Resmi tarih ve popüler kültür İstiklâl Mahkemeleriyle pek ilgilenmedi, hâttâ yıllar boyu adını anmaktan bile imtina etti ve hiçbir zaman kimse tarafından sorgulanmadı. İstiklâl Mahkemeleri'nin nasıl kurulduğu, kimleri darağacına nasıl gönderdiği bugüne dek çok az kaleme alındı.
YENİ MECLİSİN İLK İŞİ: HIYANET-İ VATANİYYE KANUNU
Meselenin 'memleket' olduğu bir dönemdi 1920 yılı. Yurdun dört bir yanından Ankara'ya gelen vekiller, hiçbir kişisel çıkar gözetmedi; amaç, halk iradesini hâkim kılmaktı ve başarı muhakkaktı. Yıllarca işgallere karşı savaşmış bir milleti, son sığınak olan bu memleketi elde tutabilmek için 23 Nisan 1920'de, ağır şartlar altında büyük bir amaç etrafında toplandı ilk meclis.
Çok büyük sorumluluklar altında bir araya gelen meclisin en büyük dertlerinden biri, asker kaçaklarıydı. Bir asır boyunca aralıksız süren savaş Anadolu'yu bıktırmış; köyler erkeksiz, çocuklar babasız kalmıştı. Millet, bu nedenle yeni bir savaşa daha sıcak bakmıyordu. Memlekette, İstanbul-Ankara ikilemi hâlen devam ediyordu.
Bütün bu nedenlerle yeni meclisin ilk işi Hıyanet-i Vataniyye (Vatana İhanet) Kanunu çıkarmak oldu. Bu kanun, meclis açıldıktan sadece 6 gün sonra, yani 29 Nisan 1920 günü yasalaştı. Mustafa Kemal, başkomutanlık rütbesine getirildi.

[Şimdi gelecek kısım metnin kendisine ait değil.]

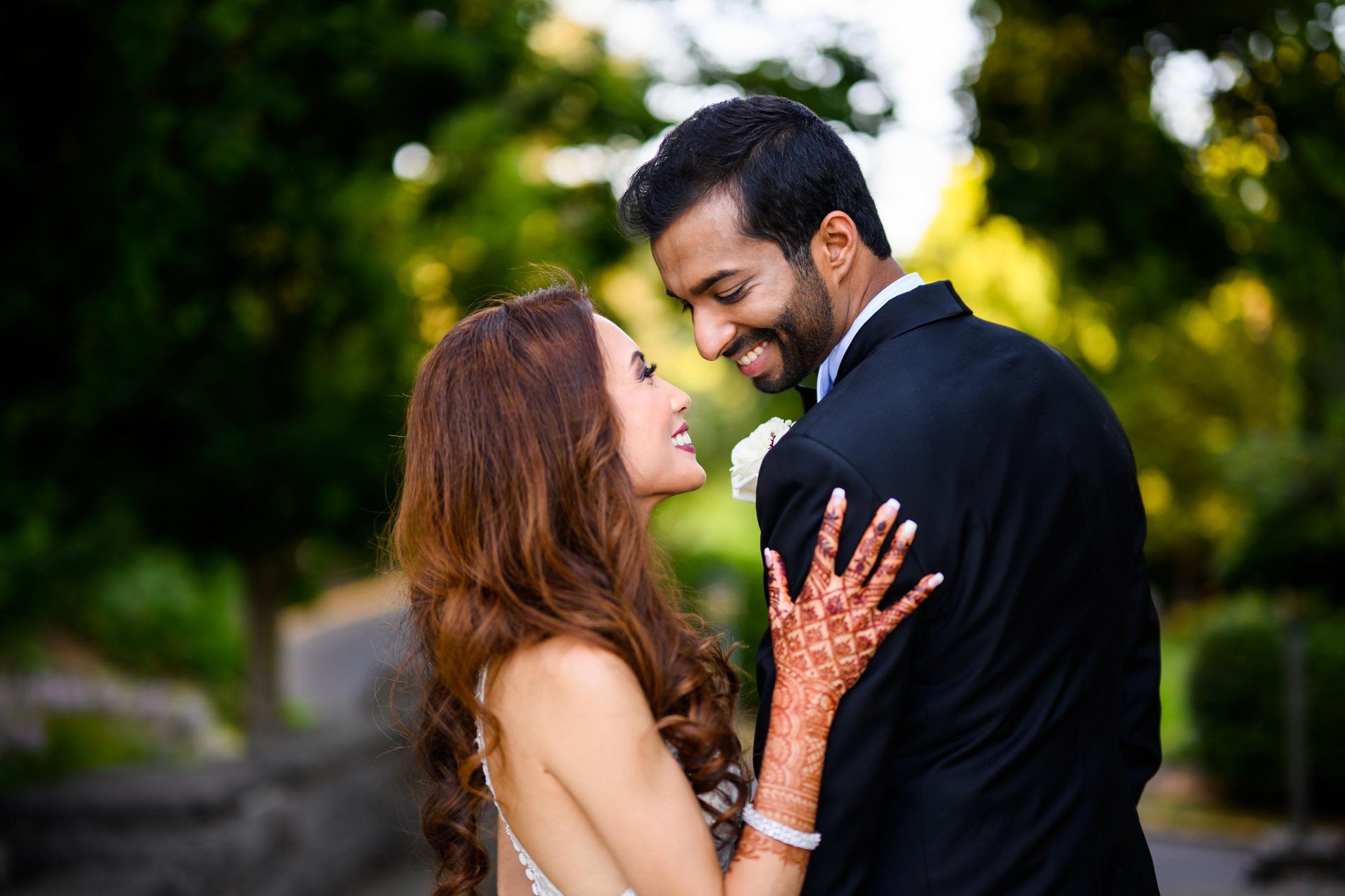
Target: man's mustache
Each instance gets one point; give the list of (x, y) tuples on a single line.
[(749, 339)]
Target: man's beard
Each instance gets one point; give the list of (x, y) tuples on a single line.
[(803, 330)]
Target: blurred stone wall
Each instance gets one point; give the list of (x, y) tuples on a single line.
[(310, 813)]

ASKER KAÇAKLARI MÜCADELESİ İLE BAŞLADI
Vatana İhanet Kanununa göre asker kaçaklarıyla mücadeleyi yapacak kurum da belliydi. Olağanüstü mahkemeler kurulacak ve inzibatların yakaladığı kaçaklar o mahkemelerde yargılanacaktı.
Tehdit unsuru sayılan hareketlere karşı daha sıkı tedbirler alınmak isteniyordu. Dr. Tevfik Rüştü Bey, Mustafa Kemal'e İhtilâl Mahkemeleri kurulması için bir öneri verdi. Kanunun çıkarılmasından sonraki dört aylık dönemde düzenin sağlanamaması üzerine, 1793'te Fransa'da kurulan olağanüstü yetkilere sahip mahkemeden esinlenilerek, 18 Nisan 1920 günü "İstiklal Mahkemeleri" kuruldu.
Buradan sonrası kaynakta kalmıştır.